The Government’s new push to introduce electronic voting to Scotland would be a big step backwards for democracy. E-voting has a long record of raising security concerns and causing mistrust in elections. Some activities are better left offline, and voting is definitely one of them.

The Scottish Government is holding a public consultation on electoral reform that ends Thursday March 29th. We have until then to make sure Scotland doesn’t make the same mistake so many other countries have.

For elections to be trusted they have to satisfy three conditions. They must be:

Secure - Your vote has to be secure, steps must be taken to make sure it can’t be tampered with; but also

Anonymous - Your vote can’t be traced back to you, protecting you against coercion and exposure; but also

Verifiable - It has to be shown that one person cast this one vote, and didn’t cast another to be counted, but also remain secure and anonymous.

E-voting can’t satisfy these three competing conditions. One solution loses anonymity whereas another will not be able to satisfy verifiability; all of them are as insecure as anything else connected to the Internet.

The current system of paper ballots has maintained trust in Scotland’s elections for generations. Email the consultation and say no to electronic voting trials in Scotland.

You can use the following points to write a message in your own unique voice.

* For a vote to be trusted, it has to show that one person cast this one vote, and didn’t cast another to be counted, and also remain secure and anonymous. E-voting can’t do this.

* E-voting can’t guarantee the security of votes like a paper ballot can. Voting is better left offline.
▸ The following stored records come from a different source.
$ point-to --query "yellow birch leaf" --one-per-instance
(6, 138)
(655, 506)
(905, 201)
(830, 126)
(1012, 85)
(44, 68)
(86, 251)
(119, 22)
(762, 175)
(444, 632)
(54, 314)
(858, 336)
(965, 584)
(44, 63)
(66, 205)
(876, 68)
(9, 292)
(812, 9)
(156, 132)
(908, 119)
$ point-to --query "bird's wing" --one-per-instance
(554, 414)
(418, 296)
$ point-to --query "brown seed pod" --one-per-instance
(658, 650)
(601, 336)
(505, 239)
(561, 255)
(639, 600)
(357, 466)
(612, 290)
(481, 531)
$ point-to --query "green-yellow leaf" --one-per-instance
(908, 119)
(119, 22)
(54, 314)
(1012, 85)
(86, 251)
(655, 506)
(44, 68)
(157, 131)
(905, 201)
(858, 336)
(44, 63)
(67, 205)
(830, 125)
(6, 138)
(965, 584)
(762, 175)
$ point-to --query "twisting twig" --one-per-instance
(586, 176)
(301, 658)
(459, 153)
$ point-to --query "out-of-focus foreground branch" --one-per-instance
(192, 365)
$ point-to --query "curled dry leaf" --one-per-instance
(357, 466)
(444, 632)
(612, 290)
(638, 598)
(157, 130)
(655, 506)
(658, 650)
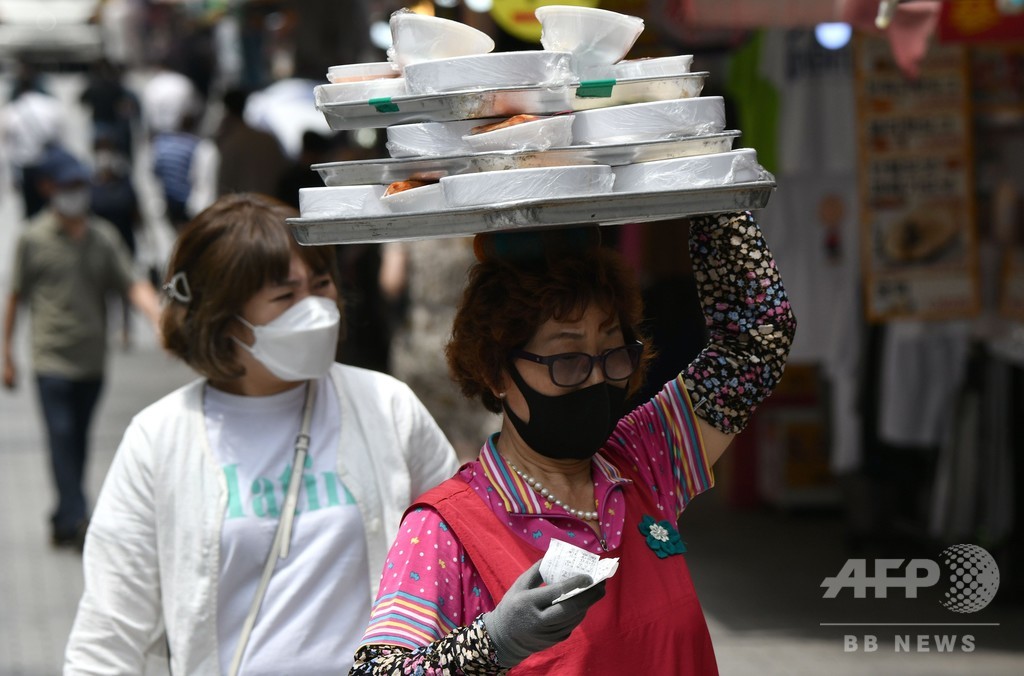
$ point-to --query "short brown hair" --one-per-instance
(227, 253)
(505, 302)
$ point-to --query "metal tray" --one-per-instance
(369, 172)
(609, 209)
(477, 103)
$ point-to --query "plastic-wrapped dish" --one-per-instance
(361, 72)
(698, 171)
(609, 209)
(520, 184)
(341, 202)
(521, 132)
(432, 138)
(636, 122)
(596, 37)
(605, 93)
(504, 69)
(417, 38)
(662, 67)
(361, 90)
(420, 198)
(365, 172)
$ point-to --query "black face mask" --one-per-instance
(571, 426)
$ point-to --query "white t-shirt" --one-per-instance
(317, 603)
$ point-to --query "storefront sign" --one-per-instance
(979, 22)
(915, 184)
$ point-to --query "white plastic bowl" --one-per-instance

* The record of e-voting from other countries including the Netherlands, Norway, Estonia, Australia and the US shows e-voting raises security concerns and does not improve turnout.

* The public won’t trust a process they can’t reasonably understand. That’s why new technical fixes like mix-nets and Blockchain aren’t valid solutions to e-voting’s vulnerabilities.

* There are better ways to improve democratic participation like reducing the voting age, and providing opportunities for engagement outside of national elections such as participatory budgeting.